Shifting attitudes towards employees may make this recovery the weakest in 30 years for job creation.
Julie Jacobson / AP
The United States faces a prolonged "jobless recovery" – its third such flabby recovery and perhaps its weakest yet in terms of employment growth.
After the last two recessions, there was a long lag between recovery by business and substantial improvements in the labor market. It's happening again, notes Howard Rosen, an economist at the Peterson Institute for International Economics, a Washington think tank. This time it could be worse than either the 1990-91 or 2001 downturns.
Blame it on structural changes in the economy in the past 30 years, Mr. Rosen says. For example, with US corporations so globalized, they can easily hire workers abroad, wherever they want, not just in the US. Thus, that great American jobs machine has "run out of steam," Rosen says.

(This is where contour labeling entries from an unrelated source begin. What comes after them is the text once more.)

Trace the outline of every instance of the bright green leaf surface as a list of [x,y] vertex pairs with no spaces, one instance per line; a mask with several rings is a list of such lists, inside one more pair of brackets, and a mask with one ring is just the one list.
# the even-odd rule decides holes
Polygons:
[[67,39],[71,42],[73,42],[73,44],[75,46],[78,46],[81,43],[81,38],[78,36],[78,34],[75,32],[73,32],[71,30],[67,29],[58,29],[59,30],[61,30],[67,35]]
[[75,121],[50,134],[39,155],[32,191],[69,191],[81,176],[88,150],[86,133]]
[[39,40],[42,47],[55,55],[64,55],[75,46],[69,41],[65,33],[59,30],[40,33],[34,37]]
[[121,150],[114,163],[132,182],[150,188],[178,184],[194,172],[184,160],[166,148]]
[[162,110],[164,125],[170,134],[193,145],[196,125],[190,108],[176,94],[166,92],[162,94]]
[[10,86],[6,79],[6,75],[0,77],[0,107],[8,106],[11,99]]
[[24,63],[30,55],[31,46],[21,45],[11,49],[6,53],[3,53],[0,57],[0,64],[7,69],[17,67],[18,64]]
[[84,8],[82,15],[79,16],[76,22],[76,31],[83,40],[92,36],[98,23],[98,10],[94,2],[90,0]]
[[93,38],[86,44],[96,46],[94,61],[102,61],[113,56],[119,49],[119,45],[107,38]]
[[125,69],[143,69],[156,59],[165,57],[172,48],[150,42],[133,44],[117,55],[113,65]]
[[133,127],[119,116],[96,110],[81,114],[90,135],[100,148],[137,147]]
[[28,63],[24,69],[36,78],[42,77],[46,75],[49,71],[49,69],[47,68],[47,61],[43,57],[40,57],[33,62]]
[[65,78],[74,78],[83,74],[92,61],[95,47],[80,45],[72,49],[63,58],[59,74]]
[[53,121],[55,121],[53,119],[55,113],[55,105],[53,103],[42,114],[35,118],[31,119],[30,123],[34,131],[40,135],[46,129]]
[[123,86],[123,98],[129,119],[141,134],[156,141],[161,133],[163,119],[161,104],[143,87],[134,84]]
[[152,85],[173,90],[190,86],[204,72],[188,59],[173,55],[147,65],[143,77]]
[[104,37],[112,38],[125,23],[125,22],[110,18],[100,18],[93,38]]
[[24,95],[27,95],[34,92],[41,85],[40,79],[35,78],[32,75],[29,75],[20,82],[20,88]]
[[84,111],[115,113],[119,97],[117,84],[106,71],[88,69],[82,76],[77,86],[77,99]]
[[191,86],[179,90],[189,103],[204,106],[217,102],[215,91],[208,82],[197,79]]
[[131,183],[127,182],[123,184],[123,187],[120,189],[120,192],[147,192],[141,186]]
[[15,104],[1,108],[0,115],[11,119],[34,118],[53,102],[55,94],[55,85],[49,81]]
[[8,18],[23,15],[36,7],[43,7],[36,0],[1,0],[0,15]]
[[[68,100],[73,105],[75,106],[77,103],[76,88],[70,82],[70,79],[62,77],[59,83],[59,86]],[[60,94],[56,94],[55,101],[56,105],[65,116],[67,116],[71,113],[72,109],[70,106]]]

A related reason for today's 9.6 percent jobless rate is the greater tendency of corporations to lay off workers quickly when sales slow.
"Companies treat workers as commodities rather than as investments," complains Rosen. This reflects a gradual shift in management philosophy to the view that the only corporate stakeholders that really count are shareholders, not so much employees.
Just look at who's raking in the most pay. The liberal Institute for Policy Studies found that CEOs who run the 50 firms that laid off the most workers since the onset of the economic crisis also took home an average 42 percent more pay than their peers in the Standard & Poor's 500 firms.
Rosen's proposed job remedy is that Washington should: (1) give incentives to business to spend more on new plant and equipment, (2) use federal money to encourage more research and development, and (3) do more to train the workforce for today's most promising job prospects. The Obama administration is proposing to allow small business to write off in taxes 100 percent of what it spends on new plants and equipment.